Unsmoothed Index Model: The formula:

$$R_{t}^*=aR_{t}+(1-a)R_{(t-1)}^*$$

where  \(R_{t}^*\)is the appraised index return,  is the actual return, and \(R_{t}\) represents the adjustment speed. This model reverses the smoothing effect for a truer market return representation.

$$R_t=\frac{(R_t^*)}{a}+(\frac{(1-a)}{a})R_{(t-1)}^*$$

Transaction-based indexes generally lead appraisal-based indexes for the reasons previously mentioned. However, they can contain random elements due to the statistical methods used to estimate the index, introducing noise in quarter-to-quarter changes. Despite this, they accurately reflect long-term market movements. The main challenge for data providers is to minimize this noise by employing appropriate statistical techniques and gathering extensive data.

Public Real Estate Equity Indexes

The most common public equity indexes for investors are REIT indexes. REITs are publicly traded entities required to distribute nearly all earnings to investors, who are taxed at individual rates. Equity REITs primarily own and operate properties, with indexes typically based on industry classification or region.

Real Estate Fixed-Income Indexes

Fixed-income indexes play roles in bond markets similar to equity indexes in stock markets but with key differences, such as greater turnover due to finite bond maturities and frequent new issuances. Real estate fixed-income indexes include features unique to property debt, like mortgage-backed securities (MBS) and covered bonds.

  • Mortgage-Backed Securities (MBS): Created from residential or commercial mortgages, MBS involve prepayment risk (contraction risk or extension risk), particularly in the U.S. due to lack of prepayment penalties. Changes in interest rates and property values drive prepayment risk.
  • Low Interest Rates: Increase in prepayments and refinancing shortens MBS duration.
  • High Interest Rates: Lower prepayments extend MBS duration.
  • Covered Bonds: Simple securitization structure with mortgages as collateral, primarily issued by European banks. These bonds offer stable returns with low risk, featuring investor dual recourse to the issuing bank and the collateral.

Question

Which of the following statements about real estate indexes is most accurate?

  1. Transaction-based indexes tend to delay the appraisal-based indexes.
  2. Appraisal-based indexes tend to delay the transaction-based indexes.
  3. Transaction-based indexes tend to have a lesser correlation with other asset classes in comparison to appraisal-based indexes.

Solution

The correct answer is B.

Appraisal-based indices tend to delay the transaction-based indices since real transactions occur before appraisals are conducted (appraisals are constructed from transaction data).

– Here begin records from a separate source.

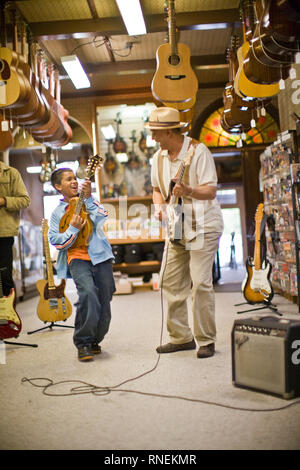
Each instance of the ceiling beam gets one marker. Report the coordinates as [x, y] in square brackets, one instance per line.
[149, 65]
[48, 30]
[134, 92]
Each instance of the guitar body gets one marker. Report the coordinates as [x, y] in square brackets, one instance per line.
[85, 233]
[174, 83]
[245, 87]
[53, 306]
[256, 286]
[6, 137]
[10, 322]
[174, 214]
[260, 73]
[15, 91]
[185, 106]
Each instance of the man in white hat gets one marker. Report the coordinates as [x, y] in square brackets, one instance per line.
[189, 255]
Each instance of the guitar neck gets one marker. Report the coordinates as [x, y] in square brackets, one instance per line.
[172, 31]
[1, 288]
[257, 260]
[79, 203]
[49, 266]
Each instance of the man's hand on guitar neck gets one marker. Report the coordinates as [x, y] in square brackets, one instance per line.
[86, 188]
[77, 221]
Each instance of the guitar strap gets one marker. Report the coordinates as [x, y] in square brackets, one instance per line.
[163, 187]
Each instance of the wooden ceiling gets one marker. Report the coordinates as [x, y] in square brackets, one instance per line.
[116, 62]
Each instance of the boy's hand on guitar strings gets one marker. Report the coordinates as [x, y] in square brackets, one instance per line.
[86, 188]
[77, 221]
[182, 190]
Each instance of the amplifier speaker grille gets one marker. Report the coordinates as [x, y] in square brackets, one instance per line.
[262, 355]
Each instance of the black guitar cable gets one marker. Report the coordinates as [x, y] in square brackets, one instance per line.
[81, 387]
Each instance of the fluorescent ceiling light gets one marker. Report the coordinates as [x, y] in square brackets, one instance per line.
[108, 132]
[75, 71]
[122, 157]
[34, 169]
[132, 16]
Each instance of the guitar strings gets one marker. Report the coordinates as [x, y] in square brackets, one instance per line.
[82, 387]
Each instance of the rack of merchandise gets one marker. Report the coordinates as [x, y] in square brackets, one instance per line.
[278, 165]
[131, 226]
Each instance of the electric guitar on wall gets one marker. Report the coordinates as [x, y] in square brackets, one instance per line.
[174, 208]
[76, 206]
[174, 79]
[10, 322]
[53, 305]
[256, 286]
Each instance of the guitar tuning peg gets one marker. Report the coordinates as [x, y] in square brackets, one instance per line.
[281, 84]
[292, 73]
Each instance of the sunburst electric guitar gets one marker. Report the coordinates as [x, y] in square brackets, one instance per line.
[53, 305]
[174, 80]
[10, 322]
[174, 208]
[257, 287]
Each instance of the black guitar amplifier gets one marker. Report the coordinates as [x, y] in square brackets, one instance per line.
[266, 355]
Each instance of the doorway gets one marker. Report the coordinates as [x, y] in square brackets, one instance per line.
[233, 246]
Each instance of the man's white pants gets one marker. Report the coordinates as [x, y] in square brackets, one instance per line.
[182, 272]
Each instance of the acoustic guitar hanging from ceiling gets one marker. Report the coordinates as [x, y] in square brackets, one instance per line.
[174, 79]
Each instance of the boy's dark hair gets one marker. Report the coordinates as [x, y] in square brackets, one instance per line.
[56, 176]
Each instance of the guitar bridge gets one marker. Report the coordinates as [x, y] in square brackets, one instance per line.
[53, 303]
[175, 77]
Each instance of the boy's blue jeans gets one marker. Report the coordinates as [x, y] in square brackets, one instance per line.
[95, 287]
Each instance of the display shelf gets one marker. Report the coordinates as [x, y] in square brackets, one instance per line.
[131, 222]
[279, 206]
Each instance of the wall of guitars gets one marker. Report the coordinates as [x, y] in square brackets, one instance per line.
[127, 148]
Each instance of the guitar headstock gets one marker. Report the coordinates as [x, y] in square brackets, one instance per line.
[93, 163]
[45, 227]
[259, 213]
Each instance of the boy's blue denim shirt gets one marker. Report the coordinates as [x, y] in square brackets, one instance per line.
[99, 248]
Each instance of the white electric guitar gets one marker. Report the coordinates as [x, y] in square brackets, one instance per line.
[174, 208]
[257, 287]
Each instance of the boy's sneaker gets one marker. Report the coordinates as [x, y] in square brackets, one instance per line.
[85, 354]
[96, 349]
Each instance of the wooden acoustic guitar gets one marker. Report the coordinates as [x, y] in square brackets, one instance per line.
[10, 322]
[254, 68]
[14, 92]
[237, 114]
[77, 206]
[174, 208]
[243, 86]
[174, 80]
[53, 305]
[256, 286]
[268, 49]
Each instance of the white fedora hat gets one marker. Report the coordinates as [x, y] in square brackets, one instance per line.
[164, 118]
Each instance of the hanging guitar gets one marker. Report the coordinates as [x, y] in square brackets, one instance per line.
[10, 322]
[53, 305]
[76, 206]
[45, 174]
[243, 86]
[119, 144]
[256, 286]
[174, 208]
[174, 79]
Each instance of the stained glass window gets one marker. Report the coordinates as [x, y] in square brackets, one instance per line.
[213, 135]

C is incorrect. Appraisal-based indices and not transaction-based indices seem to have lesser correlations with other asset classes.

A is incorrect. Appraisal-based indexes tend to delay actual transactions taking into account actual prices, which causes a delay in transaction-based indexes.

Reading 36: Overview of Types of Real Estate Investment

LOS 36 (e) Discuss real estate investment indexes, including their construction and potential biases.